Apesar do estado de emergência imposto pelo Executivo do Peru no Departamento de Cajamarca, no norte do país, após forças policiais terem matado manifestantes durante um protesto contra o novo projeto de uma mineradora que atua na região, no dia 3, os moradores locais continuam organizando manifestações, desafiando o decreto que lhes restringe o direitos de reunião e livre trânsito nas três províncias onde vigora.

Ao todo, cinco pessoas foram mortas no início da onda de protestos, em Celendín e Bambamarca, onde as mobilizações contra o Projeto Minas Conga, que, no fim de junho, obteve autorização do governo do presidente Ollanta Humala para extrair ouro e cobre da região. Os moradores temem que as novas instalações da mineradora Yanacocha - que preveem um investimento de US$ 4,8 bilhões, financiados quase totalmente pela empresa americana Newmont - prejudiquem fontes de água da região.

Em entrevista ao Estado, o governador do departamento, Gregorio Santos, afirmou que "as manifestações continuarão enquanto Humala não der uma resposta". "Exigimos que o Executivo levante o estado de emergência imediatamente", disse Santos, um dos líderes dos protestos de Cajamarca.

Há um ano e meio no poder, o governador afirmou que convocou entidades ambientais e encomendou, com base no projeto, análises sobre o impacto da nova mina. Segundo Santos, "as avaliações foram inconclusivas e estudos complementares são necessários".

"A empresa tem de retirar suas máquinas (de onde pretende extrair minério) enquanto os relatórios são debatidos", disse. De acordo com ele, o governo federal tem de "respeitar a determinação do povo", após um referendo sobre o assunto. Santos exige ainda que as mortes de manifestantes sejam investigadas e os responsáveis, punidos.

Promessas

 

A Yanacocha, que já explora a maior mina de ouro da América do Sul em Cajamarca, promete contrapartidas sociais e a construção de quatro reservatórios de água para compensar o impacto ambiental do novo projeto. Analistas políticos peruanos, no entanto, afirmam que a empresa não tem credibilidade com os moradores.

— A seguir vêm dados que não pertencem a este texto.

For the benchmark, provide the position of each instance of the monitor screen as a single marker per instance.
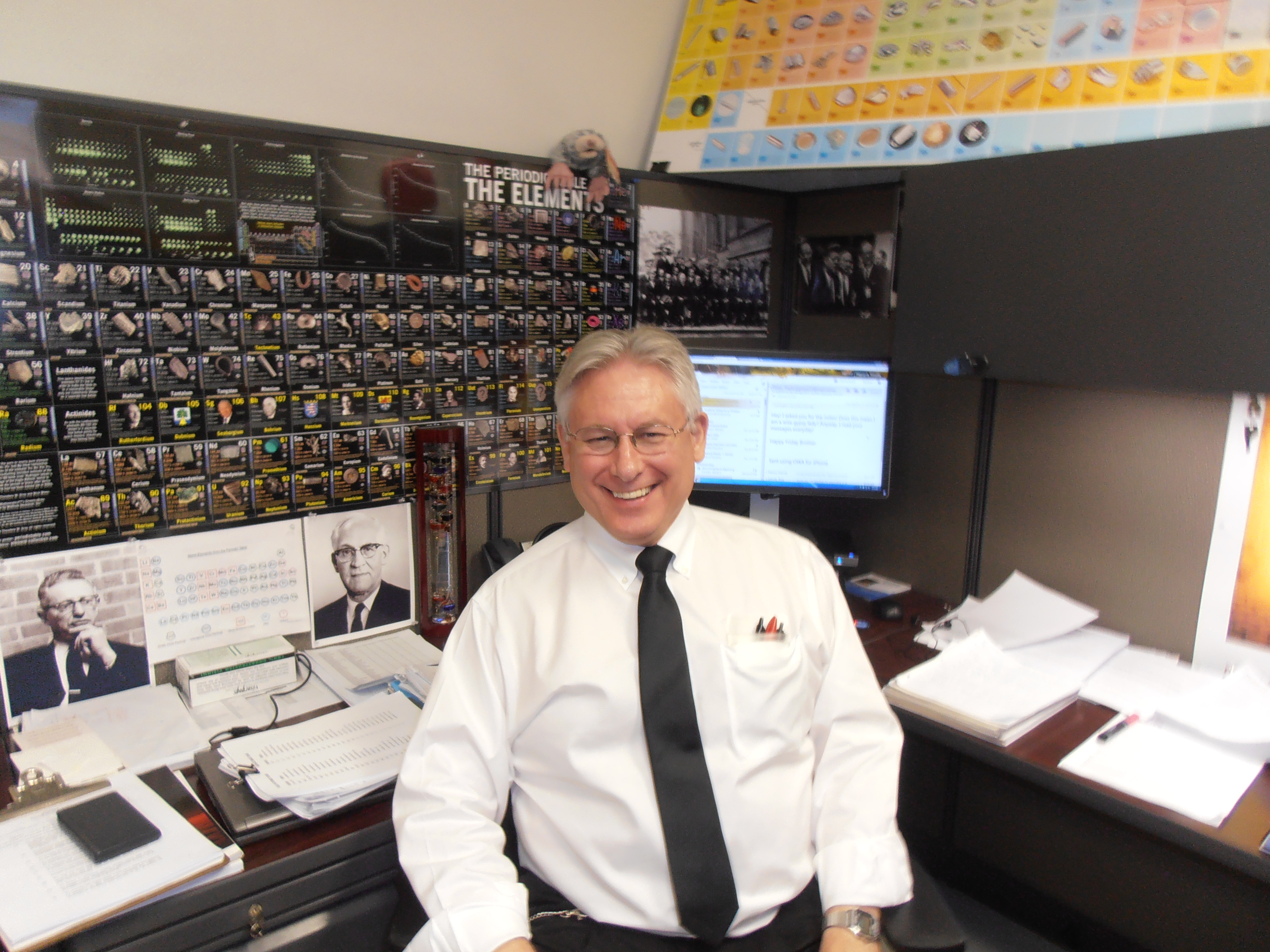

"A Yanacocha tem um passado obscuro em Cajamarca. Sempre se portou muito mal. Deixou de entregar escolas e falhou em contratar a quantidade de trabalhadores locais que havia prometido", disse Adriana León, do Instituto Imprensa e Sociedade.

Segundo Adriana, a desconfiança se deve também a um derramamento de 151 quilos de mercúrio, em 2000, que, de acordo com o governo, prejudicou a saúde de aproximadamente mil pessoas. O acidente ambiental ainda está na memória dos moradores.

O cientista político Eduardo Toche, do Centro de Estudos e Promoção do Desenvolvimento, afirmou que o Estado peruano nunca se preocupou em estabelecer metas ambientais. "Falta regulamentação (para o setor) e vontade política para impor limites. Sempre se falou apenas em atrair investimentos."

Os especialistas concordam que também falta credibilidade a Humala para negociar uma saída para a crise. "Ele buscou votos em setores muito críticos à mineração sob o lema 'Água sim, ouro não', principalmente em Cajamarca. Isso deixou evidente que ele estava do lado deles. Agora, o presidente defende o extremo oposto da questão", disse a cientista política Cynthia Sanborn, da Universidade do Pacífico.

"Não podemos correr o risco de o país romper com o estado de direito", disse o presidente peruano - cuja popularidade foi prejudicada pela crise - ao mencionar o caso antes da recente onda de protestos. Humala afirmou que tem de manter o compromisso do governo anterior com o projeto. Ele garantiu que estudos ambientais impõem limites à Yanacocha e prometeu obras públicas para manter o abastecimento de água na região. A Igreja Católica entrou nas negociações para a solução da crise.